In Columbus Lab, Gerst finished programming the parameters needed to begin his initial analysis of the unknown sample of space dust.  He depressed the button, and the particle shaker came to life.  Glancing at the time, he cracked his neck, then his knuckles, then glided silently out of the lab towards the Destiny Module.

Feustel floated into the darkened Destiny module first, feeling his way to the permanent fixture laptop.  He glanced around as he powered up the stadium court lighting while ensuring adequate power distribution for the rest of the station.
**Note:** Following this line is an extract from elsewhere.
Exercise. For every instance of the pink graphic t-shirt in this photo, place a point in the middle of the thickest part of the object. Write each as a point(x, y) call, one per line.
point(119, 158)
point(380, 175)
The singularly anxiety-inducing ISS tennis court. Credit: Drew Feustel.

The other three arrived simultaneously.

Instantly the temperature soared, as if Destiny stadium was no longer thermally regulated against sunlight.  Competitive spirits aflame, they grimly distributed the racquets and non-space station destroying balls.  Each team positioned themselves opposite the other, brazenly glaring across the cargo net, strung across the perimeter of the only makeshift multi-billion dollar multi-national tennis court in the history of mankind.

After acknowledging Gerst’s hand signals, Feustel bounced the ball off of the “ceiling” 65 times à la Djokovic – and then served – on a space station already orbiting Earth at 4.76 miles per second.

What could go wrong?

Damage report of the ISS immediately post-doubles match. Credit: TBD, unknown.

The hair-raising match was broadcast live in front of terrestrial audiences (and possibly extraterrestrial if you’re into that sort of thing) onto the famous World’s Fair Unisphere in Flushing Meadows, Queens, NY just adjacent to the Billie Jean King National Tennis Center, where the US Open is played annually.  The show included interviews with the astronauts, strategy talk, well-wishes from several tennis pros and a microgravity coaching effort (on the side of Feustel and Gerst) from none other than Juan Martin Del Potro himself and likely went something like: I watched Apollo 13 try not to break anything.

Presumably Feustel and Gerst prevailed, what with DelPo on their side and all.

Take a look at the video below that is likely propelling the next generation of kids into wanting to be a tennis playing astronaut like Drew Feustel:


  • The 9/17/18 announcement that Elon Musk’s Space X has signed its first private passenger to fly around the moon on their Big Falcon Rocket (BFR) provides eventual hope for (arguably) less death defying court time in space.
  • The conspiracy theory that the ISS station is a hoax was brought up while talking to some folks about this post.  It’ll be interesting to see what the theorists come up with on the ISS tennis match also being fake and whatever else might have been seen on the live streamed footage.
  • Clearly Mulder and Scully have their work cut out for them in Season 12.